The final two rounds of this year’s event will be broadcast on CBS (earlier rounds can be seen on the Golf Channel), and while the tour and Northern Trust declined to comment on the value of its contract, Forbes magazine reported that PGA Tour title sponsors pay in the neighborhood of $8 million a year for events televised by NBC or CBS.
“We are now on solid financial ground,” said Bone. “If this event had shut down, it would be the equivalent of a 200-person manufacturing operation closing in the area,” he said.
A 2010 study commissioned by the tour with Beacon Economics showed that the Northern Trust Open had an economic impact of $21 million. That’s equivalent to 201 full-time jobs with earnings of $7.4 million and local tax revenue of $350,000.
Riviera became host to the permanent tournament in 1973, when it was known as the Los Angeles Open, and last year the PGA Tour signed a 10-year contract extension to host the event at the Pacific Palisades course. As part of the contract, the tour paid for a renovation of the club’s driving range, an area that players said needed improvement.

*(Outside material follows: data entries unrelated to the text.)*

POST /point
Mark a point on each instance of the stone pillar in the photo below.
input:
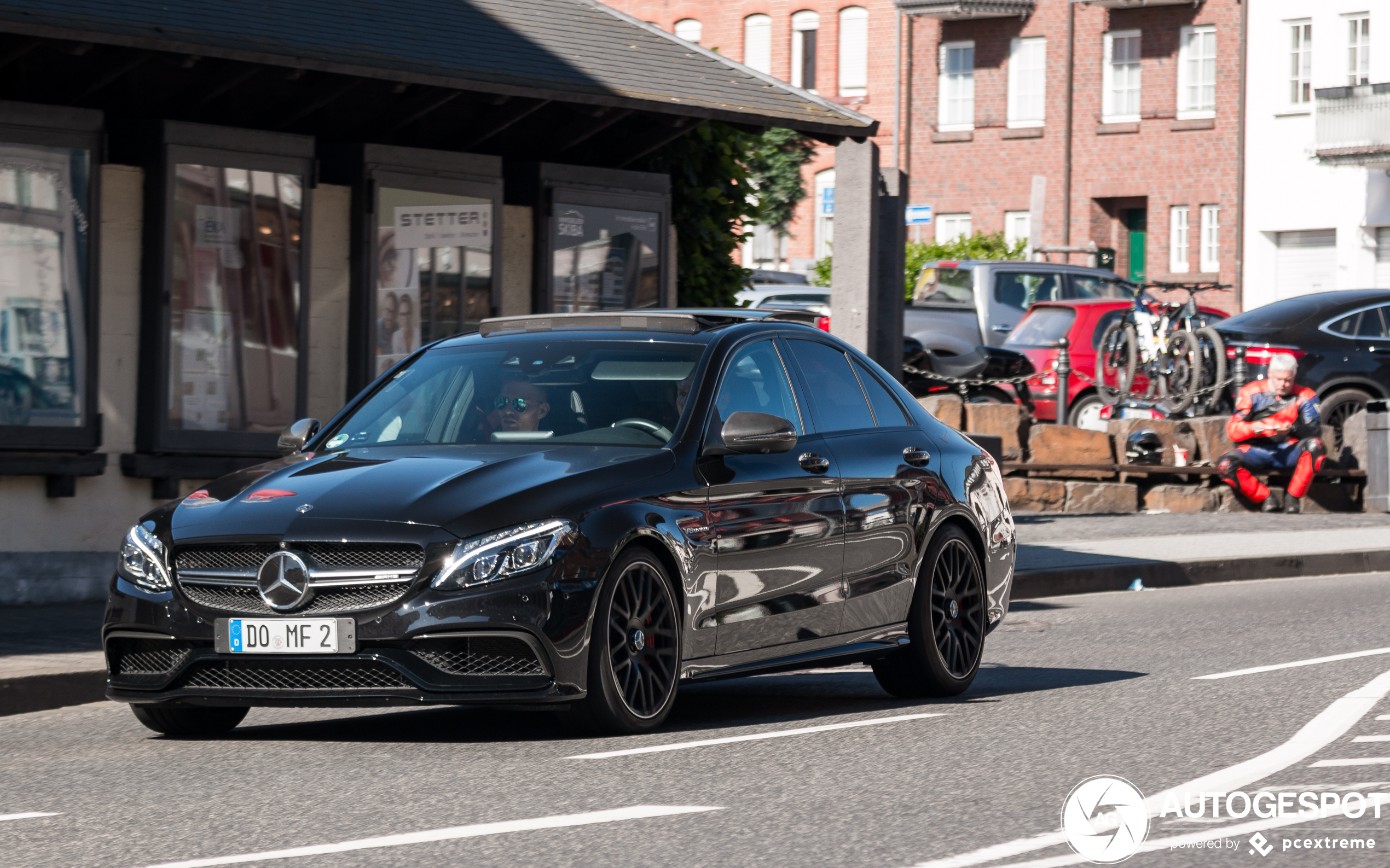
(866, 279)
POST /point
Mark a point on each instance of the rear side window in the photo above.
(886, 410)
(1043, 327)
(835, 389)
(1020, 289)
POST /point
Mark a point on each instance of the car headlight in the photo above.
(503, 553)
(142, 560)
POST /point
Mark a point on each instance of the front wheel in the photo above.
(946, 624)
(634, 649)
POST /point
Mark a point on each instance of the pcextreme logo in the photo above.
(1104, 820)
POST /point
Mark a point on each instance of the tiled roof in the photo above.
(558, 49)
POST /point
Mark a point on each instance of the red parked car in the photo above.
(1082, 323)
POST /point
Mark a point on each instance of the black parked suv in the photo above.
(573, 510)
(1342, 341)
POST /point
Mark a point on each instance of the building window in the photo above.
(1358, 50)
(1300, 63)
(854, 50)
(1028, 83)
(1017, 228)
(804, 28)
(957, 112)
(1178, 240)
(1121, 78)
(1197, 74)
(47, 231)
(1211, 240)
(825, 213)
(951, 227)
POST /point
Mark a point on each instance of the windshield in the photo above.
(594, 392)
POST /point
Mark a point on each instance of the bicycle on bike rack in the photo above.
(1171, 343)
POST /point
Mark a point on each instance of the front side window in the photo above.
(234, 299)
(434, 269)
(757, 382)
(957, 110)
(1197, 73)
(1028, 83)
(593, 392)
(605, 259)
(45, 234)
(1121, 77)
(1300, 63)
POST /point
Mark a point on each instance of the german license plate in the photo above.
(285, 635)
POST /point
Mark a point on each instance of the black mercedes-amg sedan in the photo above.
(577, 511)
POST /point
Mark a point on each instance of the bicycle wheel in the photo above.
(1214, 367)
(1118, 357)
(1183, 372)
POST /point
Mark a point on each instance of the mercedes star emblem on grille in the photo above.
(284, 581)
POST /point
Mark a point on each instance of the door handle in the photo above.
(917, 456)
(814, 464)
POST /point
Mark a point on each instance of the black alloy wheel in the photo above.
(636, 655)
(946, 624)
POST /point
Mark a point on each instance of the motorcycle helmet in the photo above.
(1144, 446)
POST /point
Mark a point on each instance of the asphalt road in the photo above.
(1074, 686)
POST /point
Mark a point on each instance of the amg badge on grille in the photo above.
(284, 581)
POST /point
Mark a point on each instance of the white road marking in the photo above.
(751, 738)
(1317, 733)
(1298, 663)
(1360, 761)
(474, 831)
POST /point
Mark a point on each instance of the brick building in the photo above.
(1154, 117)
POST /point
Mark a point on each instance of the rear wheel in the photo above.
(189, 721)
(634, 650)
(946, 624)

For 20 years, starting in 1987, the event carried the Nissan brand. Nissan stepped aside as the name sponsor when it moved its headquarters from Gardena to a suburb of Nashville, Tenn. Money management firm Northern Trust Corp., headquartered in Chicago, signed a five-year sponsorship deal just four months before the 2008 event and last year renewed its contract through 2016.
Northern Trust, which has a history of sponsoring arts and cultural events, spent 10 years researching sporting events before signing on as title sponsor for the golf tournament. It now uses the event to increase exposure to its brand and to entertain clients.

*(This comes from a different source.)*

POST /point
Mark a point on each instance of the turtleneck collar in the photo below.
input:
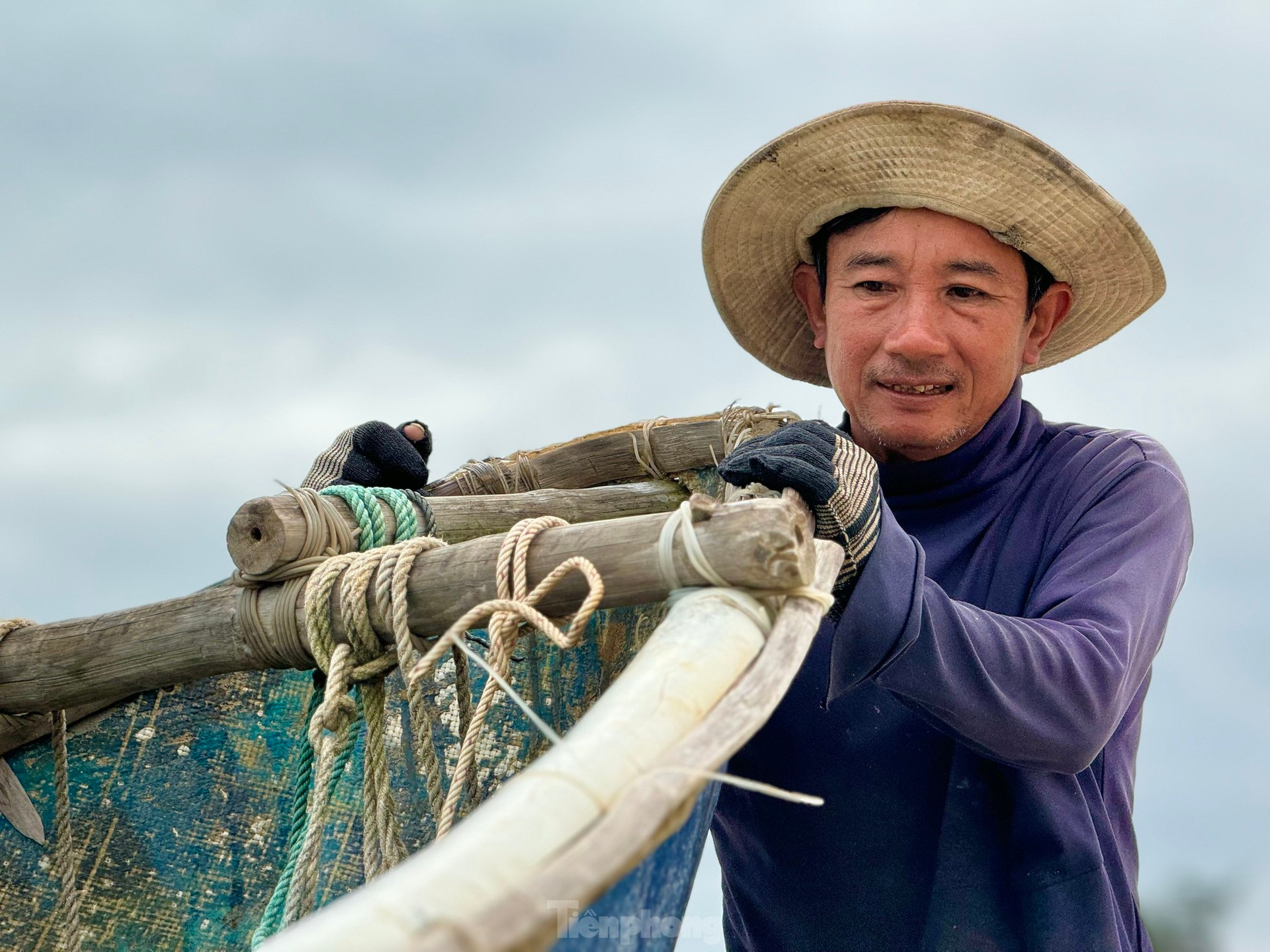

“During tournament week, we will have 1,600 clients on site,” said Kelly Mannard, Northern Trust’s executive vice president of global marketing and community affairs. “Our awareness has increased by 30 percent globally and by 50 percent in California in the first four years.”
Most events on the PGA Tour are owned and operated by local charities that benefit from the proceeds of the events. The tour itself only owns about 15 of the approximately 135 events it sanctions annually. The net proceeds of all its tournaments are distributed to charities.
In the case of the Northern Trust Open, that award has increased to $1.7 million from $1 million in 2007.
This year, the tournament chose City of Hope in Duarte as the primary recipient after an 18-month process involving the vetting of 16 potential organizations. The final total for this year’s donation will not be known until several months after the event concludes.